Hamo de Crevecoeur (also de Crevequer, de Creuker; de Crepito Corde in Latin) (died 1263) was an Anglo-Norman nobleman of Kent who held the office of Lord Warden of the Cinque Ports. He bore for arms "Or, a cross voided gules".
Hamo de Crevecoeur, Lord of the Barony of Chatham, Kent, with its appurtenant capital manors of Leeds, and of Bockingford, Farleigh and Teston (near Maidstone), Kent, and (by his marriage to Matilda (Maud) de Averenches, Lady of Folkestone) progenitor of the heirs to the Kentish Barony of Averenches, died in 1263. He was the father of a younger Hamo ("junior"), who died shortly before his father, and was less notable. They were descended from Robert de Crevecoeur who founded Leeds Priory in Kent in 1119, and it is in the continuing patronage of that family towards the Priory in successive charters, reviewed in confirmations by Edward I in 1285 and Edward III in 1367, that their descent is shown.

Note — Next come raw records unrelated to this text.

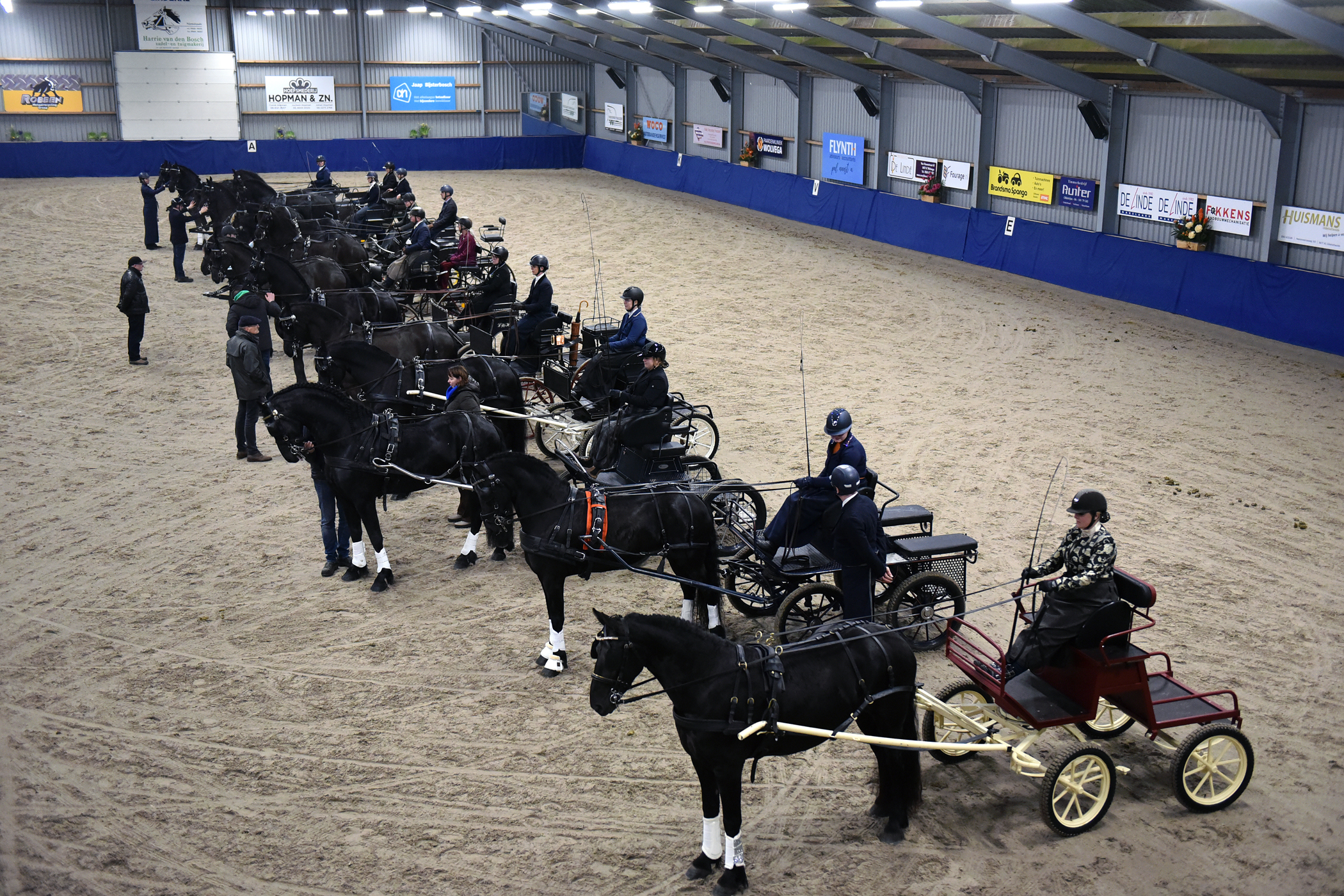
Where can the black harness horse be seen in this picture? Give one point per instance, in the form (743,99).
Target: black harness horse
(574,532)
(356,447)
(851,671)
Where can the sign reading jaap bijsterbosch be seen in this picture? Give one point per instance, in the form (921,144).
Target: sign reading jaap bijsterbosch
(1028,186)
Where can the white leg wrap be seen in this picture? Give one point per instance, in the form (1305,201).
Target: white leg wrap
(733,852)
(711,841)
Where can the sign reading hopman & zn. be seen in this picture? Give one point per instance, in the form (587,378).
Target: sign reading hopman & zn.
(424,94)
(316,93)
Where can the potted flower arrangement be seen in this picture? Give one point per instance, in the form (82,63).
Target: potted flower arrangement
(931,191)
(1194,233)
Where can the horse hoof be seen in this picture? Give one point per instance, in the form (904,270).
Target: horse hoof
(702,867)
(733,881)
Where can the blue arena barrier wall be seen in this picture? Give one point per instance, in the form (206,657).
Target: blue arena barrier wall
(1284,304)
(127,159)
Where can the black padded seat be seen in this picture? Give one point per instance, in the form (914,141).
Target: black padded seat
(924,546)
(906,515)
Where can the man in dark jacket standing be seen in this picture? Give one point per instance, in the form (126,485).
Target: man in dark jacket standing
(859,545)
(249,301)
(252,383)
(148,194)
(135,305)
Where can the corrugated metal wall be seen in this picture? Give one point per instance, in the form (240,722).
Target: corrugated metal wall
(838,111)
(705,108)
(937,123)
(607,92)
(1198,145)
(1320,180)
(1042,131)
(771,108)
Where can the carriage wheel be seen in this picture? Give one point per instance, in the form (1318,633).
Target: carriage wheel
(1110,722)
(757,593)
(737,503)
(703,438)
(966,696)
(811,606)
(921,607)
(1212,767)
(1077,790)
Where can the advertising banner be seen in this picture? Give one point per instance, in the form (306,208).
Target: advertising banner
(1078,193)
(420,94)
(1155,205)
(656,129)
(708,136)
(171,24)
(1028,186)
(42,93)
(1229,215)
(300,93)
(768,145)
(570,106)
(842,157)
(956,175)
(1312,227)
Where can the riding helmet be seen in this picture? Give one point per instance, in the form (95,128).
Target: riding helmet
(845,479)
(839,421)
(1091,501)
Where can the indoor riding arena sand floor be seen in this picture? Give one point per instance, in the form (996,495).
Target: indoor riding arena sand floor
(189,708)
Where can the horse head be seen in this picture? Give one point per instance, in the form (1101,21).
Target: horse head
(616,664)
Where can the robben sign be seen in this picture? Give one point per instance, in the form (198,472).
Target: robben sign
(842,157)
(300,94)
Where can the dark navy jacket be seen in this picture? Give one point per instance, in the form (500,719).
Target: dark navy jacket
(859,540)
(630,335)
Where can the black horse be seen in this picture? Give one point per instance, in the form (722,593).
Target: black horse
(557,525)
(816,683)
(351,364)
(350,440)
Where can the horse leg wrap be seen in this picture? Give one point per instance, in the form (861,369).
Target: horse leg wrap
(711,843)
(733,852)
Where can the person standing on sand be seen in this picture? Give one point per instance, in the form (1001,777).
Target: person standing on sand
(135,305)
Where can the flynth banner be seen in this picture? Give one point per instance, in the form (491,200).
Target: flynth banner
(172,24)
(300,94)
(42,93)
(1028,186)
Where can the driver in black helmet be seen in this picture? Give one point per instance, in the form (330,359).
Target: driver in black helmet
(796,523)
(1087,557)
(856,543)
(324,177)
(448,214)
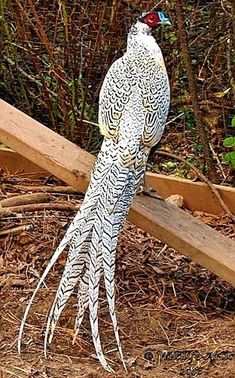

The recurrence of the name Hamo commemorated their forebears Hamon Dentatus and his son Hamo Dapifer, who was steward to both William I and William Rufus, and a Justiciar and Sheriff of Kent. The name Crevecoeur is said to derive from the latter's title Sire de Cregrave-Vecœur. Crevecoeur power was originally centred upon the manor of Chatham, beside Rochester, held from the king in capite, by barony, but the seat was removed to Leeds in Kent, where Leeds Castle became the principal residence. The manor of Leeds was also held in capite, but pertained to the Barony of Chatham. Robert the founder of Leeds Priory was not Hamo's distinguished son Robert fitz Hamon, founder of Tewkesbury Abbey, since fitzHamon died in 1107 leaving only one son. FitzHamon had a brother Hamo who inherited his father's lands in England, and J.R. Planché thought him likely to be the father of Robert of Leeds.